This particular project had an ever-evolving brief. At first, the clients, a textile designer and a digital designer, approached London-based design practice DGN Studio to open and extend the ground floor of their cosy Hackney home. However, this quickly grew to encompass a comprehensive refurbishment of the upper floor and a refreshment of the outdoor area.
With an extensive knowledge of interior design and an enviable collection of mid-century furniture, the owners were heavily involved in the design of Magpie House, resulting in a home that is a genuine expression of them. “DGN Studio were very responsive to our brief, which evolved continually. We had worked with Daniel on a previous project, and it was wonderful to have a trusted and talented architect at the helm,” one of the clients says.
The cosy yet functional kitchen is characterised by stainless steel and European ash. Overhead glazing ensures the space receives ample natural light.
The kitchen design responds to the clients’ existingGaggenau oven and stovetop.
Integrated shelving ensures plenty of storage space.
Prioritising openness and lightness, DGN Studio redesigned the ground floor to be more cohesive to living, dining and cooking. To establish a continuity between the old and the new, the studio treated reclaimed London stock bricks with mineral paint for the interior walls, which create a warm and inviting atmosphere when illuminated by the overhead glazing light.
The heart of the home, the C-shaped kitchen, is designed with function in mind, offering ample storage and bench space while employing hard-wearing materials such as stainless steel for both the countertops and splashbacks. Like the rest of the home, the kitchen design responds to the client’s existing pieces, including the Gaggenau oven and stovetop.
The studio have taken a flexible approach to the upper floor, reconfiguring it to accommodate two bedrooms and a shared bathroom in place of the previous three-bedroom layout. The new bathroom is housed behind an oak-framed, reeded-glass screen, allowing light to permeate the neighbouring sitting area.

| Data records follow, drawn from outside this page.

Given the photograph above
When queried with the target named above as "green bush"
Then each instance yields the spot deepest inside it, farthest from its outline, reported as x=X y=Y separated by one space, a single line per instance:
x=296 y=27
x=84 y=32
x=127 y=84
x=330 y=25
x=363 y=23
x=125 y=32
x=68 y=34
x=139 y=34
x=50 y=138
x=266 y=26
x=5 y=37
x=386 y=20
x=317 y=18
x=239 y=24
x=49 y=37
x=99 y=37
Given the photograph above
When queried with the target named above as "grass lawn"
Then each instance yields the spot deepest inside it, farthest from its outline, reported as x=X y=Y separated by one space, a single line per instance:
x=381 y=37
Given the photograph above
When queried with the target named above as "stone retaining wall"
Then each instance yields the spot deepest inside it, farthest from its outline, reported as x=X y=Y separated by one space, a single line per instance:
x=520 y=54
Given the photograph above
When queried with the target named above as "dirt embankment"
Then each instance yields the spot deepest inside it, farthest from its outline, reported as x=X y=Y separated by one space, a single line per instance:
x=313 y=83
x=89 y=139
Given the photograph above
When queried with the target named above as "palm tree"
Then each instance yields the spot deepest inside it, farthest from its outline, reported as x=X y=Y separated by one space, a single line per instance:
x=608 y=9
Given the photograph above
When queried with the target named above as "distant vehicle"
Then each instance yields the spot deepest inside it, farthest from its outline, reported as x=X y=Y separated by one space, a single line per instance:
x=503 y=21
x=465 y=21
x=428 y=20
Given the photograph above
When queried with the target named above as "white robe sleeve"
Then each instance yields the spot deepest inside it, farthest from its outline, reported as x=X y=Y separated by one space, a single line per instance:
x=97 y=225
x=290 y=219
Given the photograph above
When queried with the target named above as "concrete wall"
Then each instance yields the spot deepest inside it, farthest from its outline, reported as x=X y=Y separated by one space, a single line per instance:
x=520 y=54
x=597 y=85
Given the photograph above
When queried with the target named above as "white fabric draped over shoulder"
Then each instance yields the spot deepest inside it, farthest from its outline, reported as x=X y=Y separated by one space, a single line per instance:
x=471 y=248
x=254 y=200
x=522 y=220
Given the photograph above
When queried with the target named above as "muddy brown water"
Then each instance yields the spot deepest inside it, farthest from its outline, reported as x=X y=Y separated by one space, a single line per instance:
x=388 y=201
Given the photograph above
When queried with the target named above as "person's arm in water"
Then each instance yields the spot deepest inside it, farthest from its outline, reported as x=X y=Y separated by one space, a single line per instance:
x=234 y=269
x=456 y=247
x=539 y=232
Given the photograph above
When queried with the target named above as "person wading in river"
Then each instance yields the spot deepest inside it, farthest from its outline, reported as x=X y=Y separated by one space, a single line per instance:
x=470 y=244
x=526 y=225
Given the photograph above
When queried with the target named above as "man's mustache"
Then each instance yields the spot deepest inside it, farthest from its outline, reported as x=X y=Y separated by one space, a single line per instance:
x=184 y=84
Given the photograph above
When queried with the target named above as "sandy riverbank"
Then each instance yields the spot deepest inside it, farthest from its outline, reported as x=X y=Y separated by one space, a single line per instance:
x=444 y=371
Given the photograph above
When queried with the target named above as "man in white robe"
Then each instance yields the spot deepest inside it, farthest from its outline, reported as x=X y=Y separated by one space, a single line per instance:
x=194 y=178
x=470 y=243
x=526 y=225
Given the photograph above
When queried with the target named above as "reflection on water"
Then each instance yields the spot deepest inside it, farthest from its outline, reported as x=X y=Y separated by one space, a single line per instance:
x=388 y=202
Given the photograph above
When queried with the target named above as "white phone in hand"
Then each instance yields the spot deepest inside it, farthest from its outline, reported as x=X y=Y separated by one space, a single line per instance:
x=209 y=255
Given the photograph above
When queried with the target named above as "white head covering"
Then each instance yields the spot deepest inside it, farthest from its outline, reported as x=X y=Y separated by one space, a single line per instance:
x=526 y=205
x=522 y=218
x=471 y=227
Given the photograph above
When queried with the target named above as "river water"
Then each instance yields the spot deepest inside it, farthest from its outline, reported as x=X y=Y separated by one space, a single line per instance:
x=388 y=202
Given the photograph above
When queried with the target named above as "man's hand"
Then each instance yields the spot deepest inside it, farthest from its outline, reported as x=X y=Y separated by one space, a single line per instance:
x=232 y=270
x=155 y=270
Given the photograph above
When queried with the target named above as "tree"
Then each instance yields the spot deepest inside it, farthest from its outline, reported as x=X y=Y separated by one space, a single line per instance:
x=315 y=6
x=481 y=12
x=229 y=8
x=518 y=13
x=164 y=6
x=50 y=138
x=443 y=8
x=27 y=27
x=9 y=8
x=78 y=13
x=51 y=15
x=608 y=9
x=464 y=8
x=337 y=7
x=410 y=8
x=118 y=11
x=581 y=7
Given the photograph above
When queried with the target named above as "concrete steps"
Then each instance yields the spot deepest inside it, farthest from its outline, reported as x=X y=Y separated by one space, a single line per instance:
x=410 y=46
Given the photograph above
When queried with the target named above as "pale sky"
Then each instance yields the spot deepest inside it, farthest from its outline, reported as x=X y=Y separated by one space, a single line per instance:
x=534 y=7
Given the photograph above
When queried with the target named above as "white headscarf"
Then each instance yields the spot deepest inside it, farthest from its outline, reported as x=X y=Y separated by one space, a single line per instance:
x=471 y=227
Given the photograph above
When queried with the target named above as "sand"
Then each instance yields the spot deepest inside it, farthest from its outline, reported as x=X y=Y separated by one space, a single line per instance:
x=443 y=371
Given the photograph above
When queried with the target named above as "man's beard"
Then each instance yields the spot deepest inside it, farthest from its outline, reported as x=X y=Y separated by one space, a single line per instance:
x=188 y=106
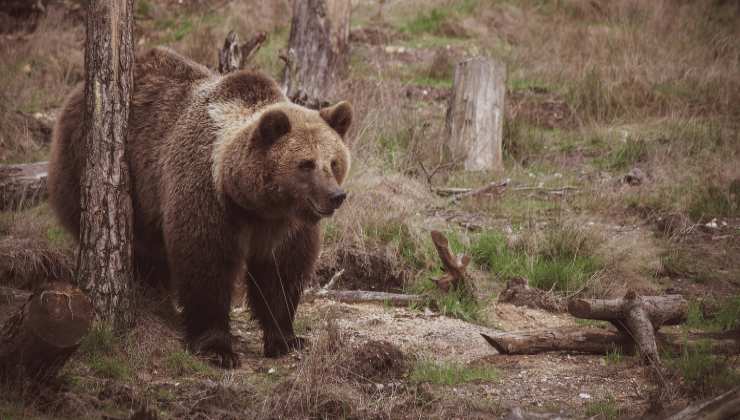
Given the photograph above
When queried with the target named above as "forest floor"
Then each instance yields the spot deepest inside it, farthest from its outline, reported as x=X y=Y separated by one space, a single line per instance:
x=630 y=105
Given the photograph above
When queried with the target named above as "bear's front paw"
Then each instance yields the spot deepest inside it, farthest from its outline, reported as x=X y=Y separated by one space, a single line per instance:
x=216 y=346
x=279 y=346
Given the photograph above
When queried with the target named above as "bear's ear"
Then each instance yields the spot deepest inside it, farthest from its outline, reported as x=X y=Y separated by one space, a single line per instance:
x=271 y=126
x=339 y=117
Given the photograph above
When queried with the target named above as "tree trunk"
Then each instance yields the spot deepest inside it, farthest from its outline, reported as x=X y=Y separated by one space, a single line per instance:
x=105 y=258
x=234 y=56
x=318 y=49
x=37 y=340
x=475 y=115
x=580 y=340
x=22 y=186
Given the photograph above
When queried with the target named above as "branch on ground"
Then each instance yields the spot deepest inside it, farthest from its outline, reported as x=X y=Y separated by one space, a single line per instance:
x=637 y=317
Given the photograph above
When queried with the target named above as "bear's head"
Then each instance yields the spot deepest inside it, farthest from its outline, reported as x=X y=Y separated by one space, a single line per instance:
x=290 y=161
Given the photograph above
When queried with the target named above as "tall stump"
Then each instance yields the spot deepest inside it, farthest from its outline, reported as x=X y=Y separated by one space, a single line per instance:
x=475 y=115
x=318 y=49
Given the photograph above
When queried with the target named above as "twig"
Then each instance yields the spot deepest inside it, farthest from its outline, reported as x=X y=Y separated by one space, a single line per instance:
x=482 y=190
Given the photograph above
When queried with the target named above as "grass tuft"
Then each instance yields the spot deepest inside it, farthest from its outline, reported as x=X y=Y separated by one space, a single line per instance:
x=561 y=261
x=603 y=409
x=451 y=373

The window seat in the dining space offers seamless indoor-outdoor flow.
Reclaimed London stock bricks add a warm and inviting feeling to the new extension.
Connection to the garden was central to the brief, which DGN Studio have achieved by placing a window seat at the north end of the ground floor, the glazed panels of which can be opened fully to create seamless indoor-outdoor flow. The rear facade is marked by expressive galvanised steel and dark-stained timber, chosen to neatly tie in with the existing garden room on the other side of the courtyard. The elevated courtyard is designed to be low maintenance in its materiality, featuring gravel overlaid with reclaimed steel mesh panels.
Reflecting on the project, DGN Studio director Daniel Goodcare says, “Magpie House was conceived as a personal museum for our clients’ incredible mid-century furniture and artworks collection. We focused on creating spaces of architectural integrity, allowing our work to become a backdrop for the many materials, fittings, and fixtures they brought to the home.”